Bir ömür geldi geçti.
Bazan ölü bir denizdi.
Bazan fıtına, boran.
Bazan umuttu.
Bazan korku ve endişe.
Bazan varlık bazan yokluk.
Çoğunlukta sevmek ve sevilmek arzusu.
Sözün özü her şey vardı.
Hayatımda zengin olamadım.
Hep beni zenliğin kıyısından döndürdüler. Ne gam.
Mevki makam ve rütbelere hiç talip olmadım.
Ya layık değilsem ya yapamazsam diye hep korktum.

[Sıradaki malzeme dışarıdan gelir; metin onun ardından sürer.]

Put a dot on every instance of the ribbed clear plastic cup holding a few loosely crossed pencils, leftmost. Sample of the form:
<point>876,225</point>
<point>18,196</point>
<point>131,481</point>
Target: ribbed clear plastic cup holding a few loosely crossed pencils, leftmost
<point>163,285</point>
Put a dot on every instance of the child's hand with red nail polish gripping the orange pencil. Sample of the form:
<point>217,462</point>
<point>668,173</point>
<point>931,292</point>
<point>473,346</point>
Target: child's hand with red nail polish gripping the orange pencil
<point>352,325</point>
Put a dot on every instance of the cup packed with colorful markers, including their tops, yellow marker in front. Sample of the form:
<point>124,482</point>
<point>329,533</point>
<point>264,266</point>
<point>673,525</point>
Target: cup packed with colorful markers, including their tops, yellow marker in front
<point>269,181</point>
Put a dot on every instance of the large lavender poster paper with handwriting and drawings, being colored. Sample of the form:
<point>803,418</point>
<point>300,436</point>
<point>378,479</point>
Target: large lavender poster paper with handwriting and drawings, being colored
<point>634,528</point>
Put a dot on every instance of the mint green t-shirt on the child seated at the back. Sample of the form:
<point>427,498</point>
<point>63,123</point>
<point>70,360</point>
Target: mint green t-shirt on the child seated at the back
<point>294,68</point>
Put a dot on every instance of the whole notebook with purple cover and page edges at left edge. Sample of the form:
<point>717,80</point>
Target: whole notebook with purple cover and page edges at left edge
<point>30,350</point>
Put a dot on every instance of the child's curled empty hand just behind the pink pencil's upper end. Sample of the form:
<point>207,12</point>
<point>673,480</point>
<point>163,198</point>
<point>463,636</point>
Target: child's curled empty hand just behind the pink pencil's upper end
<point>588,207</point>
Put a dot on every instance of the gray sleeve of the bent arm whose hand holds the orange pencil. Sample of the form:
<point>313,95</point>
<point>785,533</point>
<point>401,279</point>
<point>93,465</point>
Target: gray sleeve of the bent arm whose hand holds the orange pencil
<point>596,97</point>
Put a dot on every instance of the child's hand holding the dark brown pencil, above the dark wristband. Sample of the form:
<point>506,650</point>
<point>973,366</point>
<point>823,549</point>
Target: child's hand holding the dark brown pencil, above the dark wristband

Gel denildiğinde yapabildiğimin en iyisini yapmaya gayret ettim.
Yapıp yapamadığımı hala bilemiyorum.
Guruba karşı bu son bahçelerde vakti beklerken yaşadıklarımdan memnun olduğuma karar verdim.
Her şey bir yana
Türkü sevdim.
Ülkücülük rütbesini gögsüme nakışladım.
Bunlar benim çok çok memnun olmam için yetti ve onurlandırdı.
Daha ne isteyebilirdim ki.
Artık bu son bahçelerde emanetin emin ellerde olduğu umudunda olarak günün batmasını beklemek gerek.